A coupe of months ago, while I was interstate I fooled around a bit with a bisexual male friend of mine. Sexually it wasn't great, but beign someone who has had pretty bad luck with guys, it was just nice to have someone to play with. Unfortunately there were a few issues involved. You see he had somethign going with a boy at the same time, and that boy had a boyfriend who was a crazy bastard. So my poor friend was a little teensy bit stressed. And having to deal with the sudden development in OUR friendship was a little too much for him. So he said we should jsut go back to being friends.
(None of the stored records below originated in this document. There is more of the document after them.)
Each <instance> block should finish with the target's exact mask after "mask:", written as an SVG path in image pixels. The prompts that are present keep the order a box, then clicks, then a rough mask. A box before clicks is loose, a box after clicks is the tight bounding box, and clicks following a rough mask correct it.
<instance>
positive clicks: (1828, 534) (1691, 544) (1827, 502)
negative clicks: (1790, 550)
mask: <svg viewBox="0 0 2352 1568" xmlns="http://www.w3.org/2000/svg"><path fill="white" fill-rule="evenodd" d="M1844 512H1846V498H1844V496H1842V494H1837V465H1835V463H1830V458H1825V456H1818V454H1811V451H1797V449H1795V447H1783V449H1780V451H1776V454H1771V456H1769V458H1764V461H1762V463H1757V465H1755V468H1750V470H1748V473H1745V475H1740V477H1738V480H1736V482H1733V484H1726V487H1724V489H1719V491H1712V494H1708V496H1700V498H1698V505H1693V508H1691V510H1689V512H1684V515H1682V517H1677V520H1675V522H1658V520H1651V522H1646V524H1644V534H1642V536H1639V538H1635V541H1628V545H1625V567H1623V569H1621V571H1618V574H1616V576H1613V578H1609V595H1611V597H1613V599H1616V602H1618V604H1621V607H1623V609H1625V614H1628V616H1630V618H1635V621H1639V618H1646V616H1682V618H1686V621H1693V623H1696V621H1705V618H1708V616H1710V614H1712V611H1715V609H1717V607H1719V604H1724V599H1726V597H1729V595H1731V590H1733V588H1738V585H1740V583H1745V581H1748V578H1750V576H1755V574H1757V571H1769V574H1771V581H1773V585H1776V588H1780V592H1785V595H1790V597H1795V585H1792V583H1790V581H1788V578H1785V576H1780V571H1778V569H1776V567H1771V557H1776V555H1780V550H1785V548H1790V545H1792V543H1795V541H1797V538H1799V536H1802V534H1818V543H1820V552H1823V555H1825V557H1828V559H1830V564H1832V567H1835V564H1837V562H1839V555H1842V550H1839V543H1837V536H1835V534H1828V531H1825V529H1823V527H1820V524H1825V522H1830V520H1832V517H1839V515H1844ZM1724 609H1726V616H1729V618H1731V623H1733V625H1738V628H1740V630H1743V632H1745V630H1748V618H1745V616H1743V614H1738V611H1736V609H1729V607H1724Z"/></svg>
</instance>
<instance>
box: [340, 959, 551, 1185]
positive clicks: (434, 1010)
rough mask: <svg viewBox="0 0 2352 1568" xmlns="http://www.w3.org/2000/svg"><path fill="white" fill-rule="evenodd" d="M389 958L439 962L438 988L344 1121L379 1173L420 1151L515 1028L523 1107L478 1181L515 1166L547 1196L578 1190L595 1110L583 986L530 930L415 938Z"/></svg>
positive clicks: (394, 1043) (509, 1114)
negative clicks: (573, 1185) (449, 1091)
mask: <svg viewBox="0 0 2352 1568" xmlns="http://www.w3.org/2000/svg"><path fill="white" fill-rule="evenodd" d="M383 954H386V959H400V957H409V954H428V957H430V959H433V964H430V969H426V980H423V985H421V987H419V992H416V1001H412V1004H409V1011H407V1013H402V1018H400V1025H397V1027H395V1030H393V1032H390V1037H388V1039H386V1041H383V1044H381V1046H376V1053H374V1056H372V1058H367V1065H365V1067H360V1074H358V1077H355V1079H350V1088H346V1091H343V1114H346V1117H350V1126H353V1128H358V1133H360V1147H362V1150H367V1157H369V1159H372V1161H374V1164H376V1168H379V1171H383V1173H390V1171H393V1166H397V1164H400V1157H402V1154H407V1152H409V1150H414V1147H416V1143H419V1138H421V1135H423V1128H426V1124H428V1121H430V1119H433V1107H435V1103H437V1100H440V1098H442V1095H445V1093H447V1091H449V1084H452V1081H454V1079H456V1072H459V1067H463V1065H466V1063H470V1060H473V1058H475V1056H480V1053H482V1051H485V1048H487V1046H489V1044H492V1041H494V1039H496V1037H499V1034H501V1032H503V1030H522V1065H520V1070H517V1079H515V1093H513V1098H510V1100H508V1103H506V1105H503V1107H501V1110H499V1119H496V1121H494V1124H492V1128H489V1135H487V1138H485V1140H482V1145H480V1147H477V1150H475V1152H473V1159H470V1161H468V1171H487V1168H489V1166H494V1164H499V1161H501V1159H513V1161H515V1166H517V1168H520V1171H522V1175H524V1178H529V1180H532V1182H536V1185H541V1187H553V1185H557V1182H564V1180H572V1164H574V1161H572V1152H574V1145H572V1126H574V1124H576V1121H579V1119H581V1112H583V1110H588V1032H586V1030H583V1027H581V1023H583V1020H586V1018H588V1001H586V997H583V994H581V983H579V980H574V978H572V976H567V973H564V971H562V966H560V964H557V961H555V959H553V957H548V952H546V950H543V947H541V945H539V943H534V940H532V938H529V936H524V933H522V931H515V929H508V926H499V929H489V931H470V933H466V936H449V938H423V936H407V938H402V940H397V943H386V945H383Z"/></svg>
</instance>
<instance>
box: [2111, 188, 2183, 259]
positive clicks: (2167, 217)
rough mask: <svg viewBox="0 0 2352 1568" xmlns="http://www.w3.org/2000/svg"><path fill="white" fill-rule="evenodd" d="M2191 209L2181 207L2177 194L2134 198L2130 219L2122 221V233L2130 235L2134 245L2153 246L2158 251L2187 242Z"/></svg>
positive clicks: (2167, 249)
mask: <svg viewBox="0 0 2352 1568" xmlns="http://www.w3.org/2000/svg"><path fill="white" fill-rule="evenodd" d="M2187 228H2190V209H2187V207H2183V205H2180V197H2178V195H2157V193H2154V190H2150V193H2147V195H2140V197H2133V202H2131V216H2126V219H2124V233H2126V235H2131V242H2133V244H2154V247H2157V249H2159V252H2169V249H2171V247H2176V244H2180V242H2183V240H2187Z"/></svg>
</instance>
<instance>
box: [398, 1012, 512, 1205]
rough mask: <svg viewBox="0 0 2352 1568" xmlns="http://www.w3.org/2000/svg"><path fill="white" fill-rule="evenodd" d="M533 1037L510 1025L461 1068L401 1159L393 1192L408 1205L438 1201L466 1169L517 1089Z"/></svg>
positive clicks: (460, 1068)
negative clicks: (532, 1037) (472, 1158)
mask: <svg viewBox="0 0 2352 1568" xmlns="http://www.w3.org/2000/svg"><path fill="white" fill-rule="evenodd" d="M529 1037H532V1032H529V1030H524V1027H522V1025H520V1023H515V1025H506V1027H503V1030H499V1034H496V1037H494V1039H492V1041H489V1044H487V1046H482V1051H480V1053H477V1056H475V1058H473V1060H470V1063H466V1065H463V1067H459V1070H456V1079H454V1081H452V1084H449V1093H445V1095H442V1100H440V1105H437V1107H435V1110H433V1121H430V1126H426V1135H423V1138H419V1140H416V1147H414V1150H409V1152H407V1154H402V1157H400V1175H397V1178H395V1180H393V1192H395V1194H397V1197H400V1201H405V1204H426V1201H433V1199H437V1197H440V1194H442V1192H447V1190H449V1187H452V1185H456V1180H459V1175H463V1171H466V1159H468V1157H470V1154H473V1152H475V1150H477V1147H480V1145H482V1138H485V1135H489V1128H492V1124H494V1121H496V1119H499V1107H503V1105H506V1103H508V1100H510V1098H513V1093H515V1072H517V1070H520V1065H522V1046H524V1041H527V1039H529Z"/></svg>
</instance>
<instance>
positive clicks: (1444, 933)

BUT I find him very sttractive and while we would be hopeless as a couple on a permanent basis, I would still liek to have some kind of casual thing with him. I was totally flattered that he was interested in me int eh first place and the possiblity that he isn't anymore is kind of hard on my self-confidence. Also, as I said, it is nice to have a guy to cuddle up with with no strings attatched.
The thing is i can't pluck up the courage to just ask him, point blank 'do you still find me attractive and do you want to sleep with me?'. He lives in a different city to me, so I don't see him all that often and when I do I don't want to spoil the time we have together as friends (which is fun, even without the sex element) by confronting him with something like that. But if I am really attracted to him and I just want to find out what he thinks and what exactly motivated him to call a halt to what we were doing.
I hate how difficult it is to communicate with men.